Histopathology images:

What is your diagnosis?

Adenosarcoma uterus with sarcomatous overgrowth

Test question (answer at the end):

Which of the following is a poor prognostic factor for uterine adenosarcoma?

A. Sarcomatous overgrowth
B. Increased mitotic activity and presence of tumor necrosis
C. Deep myometrial invasion
D. Cellular atypia
E. A+C

Special stains:



Adenosarcoma is an uncommon biphasic tumor composed of malignant stromal and benign epithelial components. It usually affects postmenopausal women, presenting with pelvic pain or vaginal bleeding but there may be no symptoms at all. The corpus of the uterus is the most common site. It usually carries a good prognosis unless accompanied by deep myometrial invasion or stromal overgrowth. Grossly, these tumors are usually polypoid and exophytic. Histologic examination shows a leaf-like architecture reminiscent of phyllodes tumor of the breast. Benign glands are compressed to slit-like spaces by the overgrowth of malignant stromal cells. There is usually periglandular condensation of stroma.

Sarcomatous overgrowth is seen in about 10% of the cases. It is a prognostically significant finding and is defined as the presence of pure sarcoma (without any epithelial component) comprising at least 25% of the tumor. In our case with sarcomatous overgrowth, one can appreciate frequent mitoses and prominent atypia. Only minimal myometrial invasion was identified. The area of the sarcomatous overgrowth stained diffusely with smooth muscle actin consistent with leiomyosarcomatous differentiation. The poor prognostic feature is implicated in the clinical course of our patient.

The main differential diagnoses are endometrial polyp, adenomyoma, carcinosarcoma, leiomyosarcoma and endometrial stromal tumor (Arch Pathol Lab Med 2016;140:286).

Our case highlights that adenosarcoma, although uncommon, should be considered in the differential diagnosis for a biphasic uterine tumor. This case also fulfilled the criteria for a radiation induced sarcoma, namely a tumor at least 5 years post radiation with a different histologic type but within the field of irradiation (WHO Classification of Tumours of Female Reproductive organs, 2014, p.149).

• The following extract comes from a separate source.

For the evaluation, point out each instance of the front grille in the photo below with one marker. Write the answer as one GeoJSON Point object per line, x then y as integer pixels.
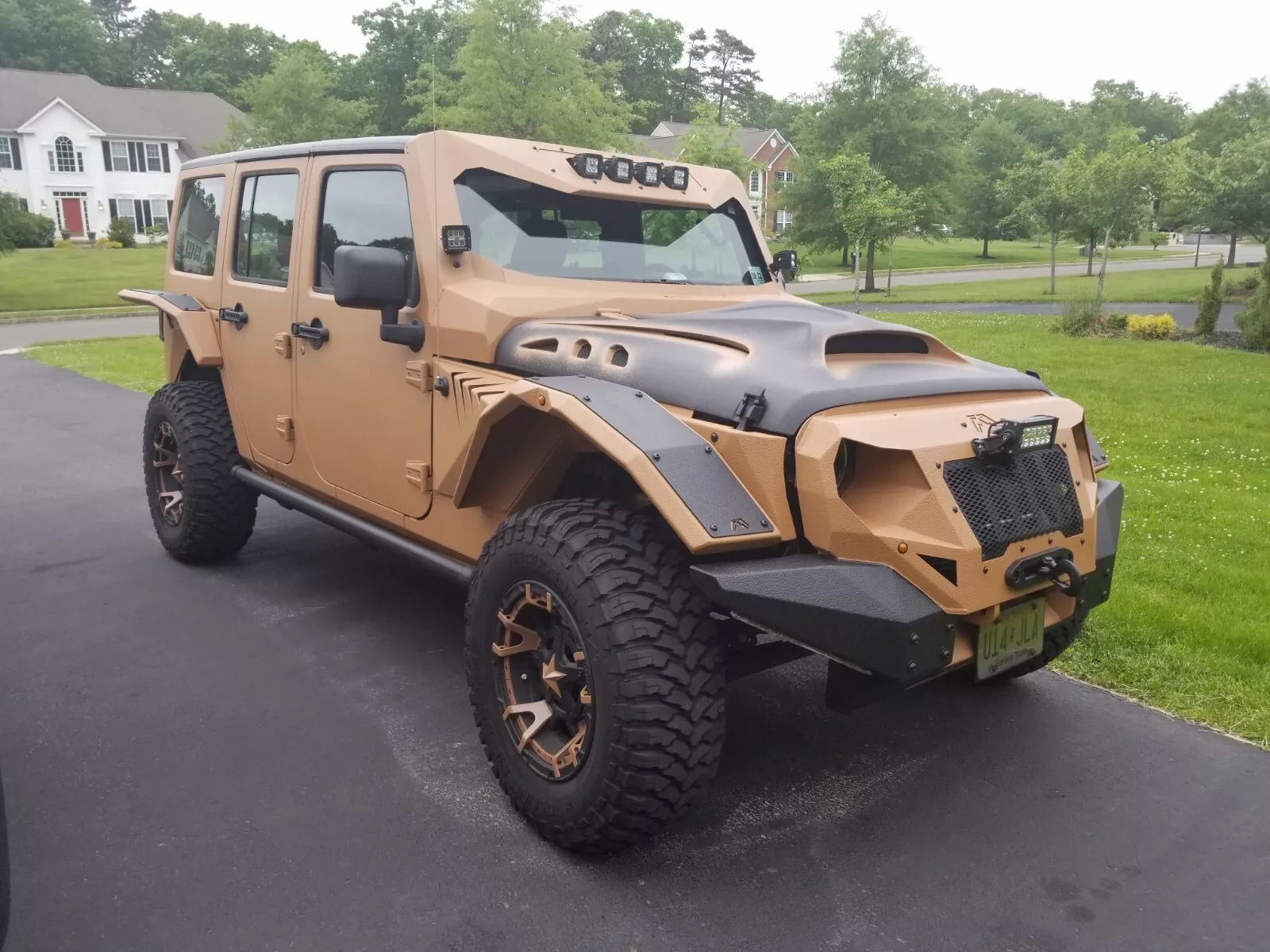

For this patient, no chemotherapy was given. After 5 months, she was readmitted with abdominal pain. Pelvic CT showed a large peripherally enhancing central fluid density measuring 9 cm. Image guided drainage revealed hypocellular material with blood elements but no malignant cells. At surgery, a large pelvic mass was noted in the right lower quadrant consisting of friable, hemorrhagic, straw colored gelatinous material. The mass was unresectable, but a biopsy was reported as recurrent high grade adenosarcoma with extensive necrosis, no epithelial component present. She succumbed to her illness a month later.

Test Question Answer:

Poor prognostic factors are presence of sarcomatous overgrowth and deep myometrial invasion.